Rebecca regarda le sol gêné en rougissant légèrement, elle comprit très vite que Thomas les avaient certainement entendu lors de leurs ébats.
"On avait beaucoup de choses à régler." lui répondit Marlène.
"Hum hum, je vois, vous êtes réconciliés alors?"
"Disons qu'on est en bonne voie, je reste dormir ici ce soir, je ré-emménagerais à l'orangerie demain ou après-demain."dit Marlène.
"Je suis content pour vous, venez dans mes bras." Thomas attrapa sa fille et Rebecca et les serra fort dans ses bras, il était heureux de les voir à nouveau réunis.
Rebecca rentra au château, elle avait rendez-vous avec son frère, Sébastien, après avoir dîner, elle rentra à l'orangerie pour dormir.

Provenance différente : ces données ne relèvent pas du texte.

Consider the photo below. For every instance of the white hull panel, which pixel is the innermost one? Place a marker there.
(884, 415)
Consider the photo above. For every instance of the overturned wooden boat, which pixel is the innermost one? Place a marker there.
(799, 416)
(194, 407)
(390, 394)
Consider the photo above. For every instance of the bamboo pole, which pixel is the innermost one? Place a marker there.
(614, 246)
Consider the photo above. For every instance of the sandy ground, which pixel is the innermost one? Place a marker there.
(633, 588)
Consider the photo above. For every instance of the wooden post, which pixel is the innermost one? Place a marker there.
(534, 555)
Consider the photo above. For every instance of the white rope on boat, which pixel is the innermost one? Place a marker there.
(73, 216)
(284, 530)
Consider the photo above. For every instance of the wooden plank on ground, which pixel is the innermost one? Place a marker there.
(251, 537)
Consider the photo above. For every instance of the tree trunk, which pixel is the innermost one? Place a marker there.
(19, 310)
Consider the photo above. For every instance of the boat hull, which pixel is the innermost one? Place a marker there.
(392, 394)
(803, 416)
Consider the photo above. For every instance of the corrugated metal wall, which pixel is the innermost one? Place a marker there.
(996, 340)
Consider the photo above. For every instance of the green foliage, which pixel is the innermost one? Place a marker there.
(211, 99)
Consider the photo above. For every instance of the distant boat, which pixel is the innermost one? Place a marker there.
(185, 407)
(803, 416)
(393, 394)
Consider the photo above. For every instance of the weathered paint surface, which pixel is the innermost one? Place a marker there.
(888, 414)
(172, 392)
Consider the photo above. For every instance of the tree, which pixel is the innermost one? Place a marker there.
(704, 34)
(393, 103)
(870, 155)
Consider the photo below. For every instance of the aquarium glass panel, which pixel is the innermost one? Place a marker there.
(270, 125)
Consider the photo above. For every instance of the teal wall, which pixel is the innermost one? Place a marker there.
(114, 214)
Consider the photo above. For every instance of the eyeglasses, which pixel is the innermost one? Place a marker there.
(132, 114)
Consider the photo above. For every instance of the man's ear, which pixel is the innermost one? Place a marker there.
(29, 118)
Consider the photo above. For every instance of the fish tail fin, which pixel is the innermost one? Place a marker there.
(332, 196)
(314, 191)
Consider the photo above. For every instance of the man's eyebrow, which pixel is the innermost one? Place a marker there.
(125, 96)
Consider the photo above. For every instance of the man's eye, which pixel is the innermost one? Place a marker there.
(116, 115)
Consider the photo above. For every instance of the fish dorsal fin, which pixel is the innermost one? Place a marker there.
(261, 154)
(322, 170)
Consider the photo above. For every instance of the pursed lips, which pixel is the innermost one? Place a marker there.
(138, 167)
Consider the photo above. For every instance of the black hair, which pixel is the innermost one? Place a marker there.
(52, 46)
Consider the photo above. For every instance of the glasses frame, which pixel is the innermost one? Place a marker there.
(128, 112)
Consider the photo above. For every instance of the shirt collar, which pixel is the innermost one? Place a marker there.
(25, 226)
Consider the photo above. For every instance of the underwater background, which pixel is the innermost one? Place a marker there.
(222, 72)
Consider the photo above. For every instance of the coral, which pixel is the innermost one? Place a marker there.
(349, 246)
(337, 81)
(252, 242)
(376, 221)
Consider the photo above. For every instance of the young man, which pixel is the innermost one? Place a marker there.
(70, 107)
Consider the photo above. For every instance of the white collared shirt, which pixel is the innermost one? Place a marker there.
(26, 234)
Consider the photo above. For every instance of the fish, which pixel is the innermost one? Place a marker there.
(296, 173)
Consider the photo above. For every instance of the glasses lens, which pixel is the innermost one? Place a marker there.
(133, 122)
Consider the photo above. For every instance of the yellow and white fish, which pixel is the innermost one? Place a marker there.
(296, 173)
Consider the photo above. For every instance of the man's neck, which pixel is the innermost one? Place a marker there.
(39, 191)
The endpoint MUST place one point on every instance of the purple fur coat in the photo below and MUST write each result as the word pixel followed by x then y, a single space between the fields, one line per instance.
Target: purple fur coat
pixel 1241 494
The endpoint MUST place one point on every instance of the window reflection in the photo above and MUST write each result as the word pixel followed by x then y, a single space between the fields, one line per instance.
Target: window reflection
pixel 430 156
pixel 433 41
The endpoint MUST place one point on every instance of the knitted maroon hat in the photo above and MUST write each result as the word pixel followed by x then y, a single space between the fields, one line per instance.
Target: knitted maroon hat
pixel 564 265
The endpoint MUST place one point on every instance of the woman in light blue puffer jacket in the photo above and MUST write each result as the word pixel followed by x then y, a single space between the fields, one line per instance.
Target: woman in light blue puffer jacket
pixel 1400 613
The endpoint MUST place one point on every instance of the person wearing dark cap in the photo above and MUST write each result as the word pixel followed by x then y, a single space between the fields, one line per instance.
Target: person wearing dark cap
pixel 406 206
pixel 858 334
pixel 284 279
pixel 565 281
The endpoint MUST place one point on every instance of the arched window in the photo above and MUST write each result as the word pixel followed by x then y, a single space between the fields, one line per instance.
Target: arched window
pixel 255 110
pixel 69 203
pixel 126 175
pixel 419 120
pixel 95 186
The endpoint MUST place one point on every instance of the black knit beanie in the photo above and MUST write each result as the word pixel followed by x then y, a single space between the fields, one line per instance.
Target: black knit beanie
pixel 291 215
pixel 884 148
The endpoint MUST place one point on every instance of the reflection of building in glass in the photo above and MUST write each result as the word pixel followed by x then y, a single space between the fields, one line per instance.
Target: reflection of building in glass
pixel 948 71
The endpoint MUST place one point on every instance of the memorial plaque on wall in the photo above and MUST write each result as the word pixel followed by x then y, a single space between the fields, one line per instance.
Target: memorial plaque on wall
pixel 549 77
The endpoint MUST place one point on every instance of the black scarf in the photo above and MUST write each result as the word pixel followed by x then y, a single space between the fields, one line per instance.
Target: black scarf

Demain, une grosse journée l'attendait, elle devait voir Tanya pour le travail, terminer ses bagages pour son départ à Paris et puis Marlène aller sûrement faire son retour à la maison...
Marlène était dans la cuisine, elle ne pouvait s'empêcher de sourire en repensant à la folle après-midi qu'elle venait de passer. Elle fermait les yeux et pouvait encore sentir et voir le visage de Rebecca près du sien.
"Je suis tellement heureux de te voir comme ça ma fille!" dit Thomas.
"Merci Papa, si tu savais à quel point je suis soulagée de l'avoir retrouvée."
"On peut dire que vous avez fait des étincelles aujourd'hui."
"Pourquoi tu dis ça?"
"Marlène... vous n'avez pas fait que discuter il me semble non?"
"Oh..."Marlène rougit comme une tomate et ne savait pas quoi répondre à son père.
"Ne sois pas si gênée, c'est naturel, vous vous êtes retrouvées, je suis content pour vous mais il est vrai que vous n'avez pas étaient très discrète."
"Désolé, cela n'était pas voulu."
"Je sais bien ma chérie, ne t'inquiète pas pour ça, va dormir, je pense que tu as besoin de sommeil, demain je t'aiderais avec tes bagages."
"Oui tu as raison, je suis pressé d'être demain, elle me manque déjà."